Search code examples
lucenejackrabbitcrx

Debugging Jackrabbit Lucene re-index abort/failure


I'm trying to rebuild the Lucene search index on a Jackrabbit 2.0 instance (actually a Day CRX 2.1 instance) so that I can apply new property boost weights for relevancy scoring. However it's repeatably aborting the indexing at the same point, count 3173000

*INFO * MultiIndex: indexing... /content/xxxxxx/jcr:content (3173000) (MultiIndex.java, line 1209)
*INFO * RepositoryImpl: Shutting down repository... (RepositoryImpl.java, line 1139)

(company names redacted) leaving the CRX web instance showing

java.lang.IllegalStateException: The repository is not available.
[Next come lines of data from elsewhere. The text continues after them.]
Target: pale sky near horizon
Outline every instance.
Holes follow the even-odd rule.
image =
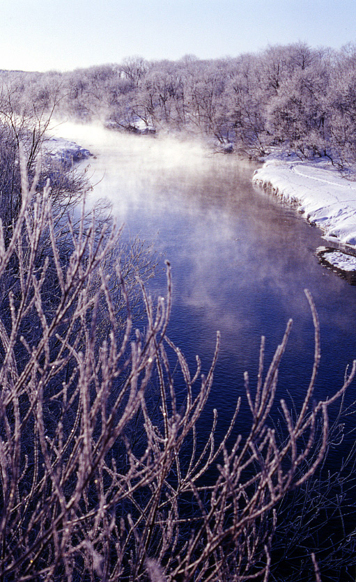
[[[72,70],[356,41],[356,0],[0,0],[0,69]]]

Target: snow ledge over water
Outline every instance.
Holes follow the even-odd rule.
[[[323,231],[327,240],[349,246],[351,253],[356,250],[356,181],[343,178],[331,164],[272,154],[252,181],[293,205]],[[347,259],[350,255],[343,254],[346,258],[341,261],[338,252],[329,255],[328,262],[334,259],[338,264],[332,264],[338,268],[356,270],[356,261]]]

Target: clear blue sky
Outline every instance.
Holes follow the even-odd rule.
[[[0,68],[70,70],[356,41],[356,0],[0,0]]]

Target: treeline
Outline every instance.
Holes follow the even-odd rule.
[[[154,305],[145,281],[155,257],[139,241],[123,247],[99,209],[78,216],[85,174],[42,144],[54,114],[348,163],[354,52],[299,44],[214,61],[1,72],[1,581],[353,579],[354,449],[340,471],[324,462],[343,442],[356,363],[334,396],[314,401],[310,296],[315,356],[300,408],[282,401],[279,422],[270,418],[289,322],[265,372],[262,339],[256,384],[245,375],[248,434],[239,399],[229,425],[214,411],[204,440],[218,342],[206,375],[198,358],[189,369],[166,335],[169,268]],[[330,106],[323,121],[317,102]]]
[[[299,43],[236,58],[127,58],[70,72],[3,71],[2,109],[54,110],[131,130],[187,131],[243,155],[279,146],[302,157],[356,159],[356,45]],[[29,104],[31,104],[29,105]]]

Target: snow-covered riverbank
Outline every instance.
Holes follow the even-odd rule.
[[[356,181],[343,178],[331,164],[302,162],[287,155],[269,156],[252,180],[303,213],[330,243],[341,243],[346,252],[348,249],[350,254],[345,257],[341,251],[332,254],[320,247],[327,262],[338,269],[356,270],[353,256],[356,252]]]

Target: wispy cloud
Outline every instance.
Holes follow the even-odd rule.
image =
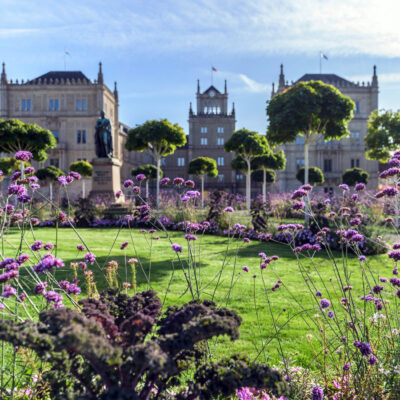
[[[3,0],[3,35],[41,27],[82,44],[137,52],[216,50],[400,56],[393,0]],[[11,29],[14,28],[14,31]],[[1,35],[0,30],[0,35]]]

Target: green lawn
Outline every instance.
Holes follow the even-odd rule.
[[[182,233],[169,232],[173,243],[183,245],[181,255],[182,263],[171,249],[169,239],[165,233],[160,235],[160,240],[151,240],[149,234],[143,234],[140,230],[127,229],[80,229],[79,234],[85,241],[90,251],[97,257],[97,263],[90,268],[95,273],[99,290],[107,286],[104,270],[108,261],[117,260],[119,263],[120,282],[131,280],[129,268],[125,268],[125,257],[137,257],[140,265],[137,266],[138,289],[145,290],[149,284],[144,278],[142,268],[147,275],[150,275],[150,286],[156,290],[161,299],[166,296],[166,304],[182,304],[191,299],[187,290],[187,283],[182,272],[182,265],[187,268],[188,247]],[[20,243],[20,233],[10,231],[4,236],[5,256],[15,255],[15,249]],[[56,242],[56,230],[54,228],[38,228],[34,230],[34,237],[31,232],[26,233],[26,243],[23,244],[23,251],[30,253],[27,244],[34,240]],[[124,251],[119,249],[123,241],[129,241],[129,246]],[[135,247],[132,246],[132,242]],[[215,290],[215,300],[220,305],[227,305],[236,309],[243,323],[241,326],[241,337],[234,343],[226,339],[219,339],[212,342],[211,350],[221,357],[234,352],[240,352],[255,358],[260,355],[259,361],[268,361],[277,364],[280,360],[279,343],[272,339],[274,335],[274,324],[269,313],[267,298],[270,300],[271,308],[277,325],[284,327],[280,331],[280,344],[285,357],[290,357],[294,364],[307,366],[313,359],[313,351],[307,343],[306,335],[314,335],[313,347],[319,349],[318,332],[312,320],[312,316],[318,312],[313,297],[307,289],[304,277],[300,273],[298,262],[290,248],[281,244],[250,242],[243,243],[236,239],[229,242],[227,238],[218,236],[199,236],[195,244],[195,258],[197,260],[196,276],[199,282],[201,298],[212,298],[216,288],[219,272],[219,286]],[[57,255],[65,262],[65,267],[57,271],[57,279],[72,278],[70,262],[81,261],[82,252],[76,250],[76,245],[81,243],[77,234],[72,229],[60,229],[58,231]],[[152,243],[150,248],[150,243]],[[134,250],[136,249],[136,251]],[[265,252],[268,256],[278,255],[279,260],[270,264],[264,270],[263,278],[267,287],[264,291],[263,280],[259,268],[258,253]],[[42,253],[43,254],[43,253]],[[392,263],[386,255],[369,257],[369,265],[375,277],[387,276],[391,273]],[[354,287],[353,292],[356,298],[362,295],[362,279],[360,262],[356,257],[350,256],[347,266],[344,266],[340,254],[335,255],[339,271],[344,268],[348,271],[350,284]],[[340,314],[338,299],[341,297],[338,286],[335,284],[335,272],[332,267],[333,261],[322,251],[313,260],[302,258],[302,269],[310,274],[314,280],[315,287],[321,290],[324,297],[333,300],[335,313]],[[248,266],[250,272],[241,270],[242,266]],[[191,272],[193,276],[193,271]],[[256,275],[255,277],[253,277]],[[324,283],[319,278],[323,278]],[[23,285],[32,287],[31,278],[25,272],[21,274]],[[232,278],[235,285],[230,293],[229,301],[227,296],[230,291]],[[332,282],[329,279],[332,278]],[[272,292],[270,288],[278,279],[283,281],[280,289]],[[80,274],[80,285],[84,289],[83,275]],[[309,281],[310,282],[310,281]],[[324,287],[326,285],[326,287]],[[195,287],[195,283],[193,283]],[[166,293],[169,287],[168,293]],[[82,293],[84,295],[84,293]],[[267,297],[268,296],[268,297]],[[303,304],[304,310],[299,314],[300,307],[294,298]],[[257,317],[258,315],[258,317]],[[306,318],[306,315],[311,318]],[[319,321],[319,320],[318,320]],[[318,322],[317,321],[317,322]],[[269,342],[264,351],[261,350],[262,343]],[[315,365],[314,365],[315,367]]]

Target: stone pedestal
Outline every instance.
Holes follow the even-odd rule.
[[[125,201],[122,194],[119,199],[115,197],[118,190],[121,190],[121,162],[117,158],[94,158],[93,183],[90,197],[109,196],[115,203]]]

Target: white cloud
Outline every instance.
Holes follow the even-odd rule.
[[[400,56],[394,0],[3,1],[0,23],[14,33],[46,26],[80,43],[136,52]]]

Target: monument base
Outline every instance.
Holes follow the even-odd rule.
[[[113,203],[124,203],[122,193],[117,199],[116,193],[121,190],[121,162],[117,158],[94,158],[92,191],[89,197],[110,197]]]

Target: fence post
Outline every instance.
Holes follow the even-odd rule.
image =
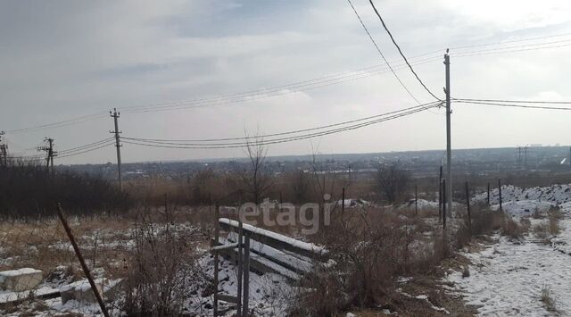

There's no indication in the logs why it's shutting down. There are no more lines between those two on any higher level of trace. The path mentioned exists and is unremarkable. Jackrabbit logs the path every 100 nodes so it could be any of the next 100 that cause the failure.

Any idea what could possibly have gone wrong, or how I can debug this?

(This, unfortunately, is one of those I'm-out-of-my-depth questions - I can't tell you much more because I don't know where to look.)


Solution

  • Thanks for everyone's suggestions in the comments. The problem was we had some content with bad HTML: specifically an <li>, closed or not, inside a <select><option>:

    <html><body><form>
      <select>
        <option value="1"><li></option>
      </select>
    </form></body></html>
    

    This kills javax.swing.text.html.parser.Parser with a StackOverflowError, which is a Throwable and so not caught by the error handling in Jackrabbit MultiIndex.

    I've reported the Parser crash to Oracle and I'll propose a patch to Jackrabbit core that adds extra try/catches around the indexing code to at least log the exact node with a problem and, where possible, recover from the error and carry on indexing. In the case of a StackOverflowError I think this is recoverable: by the time we're back in the exception handling code the stack has been unwound to a sensible depth.

    In practice I'm not going to be allowed to run a modified Jackrabbit in production here but at least I've identified and fixed the bad content so the same problem won't bite us there.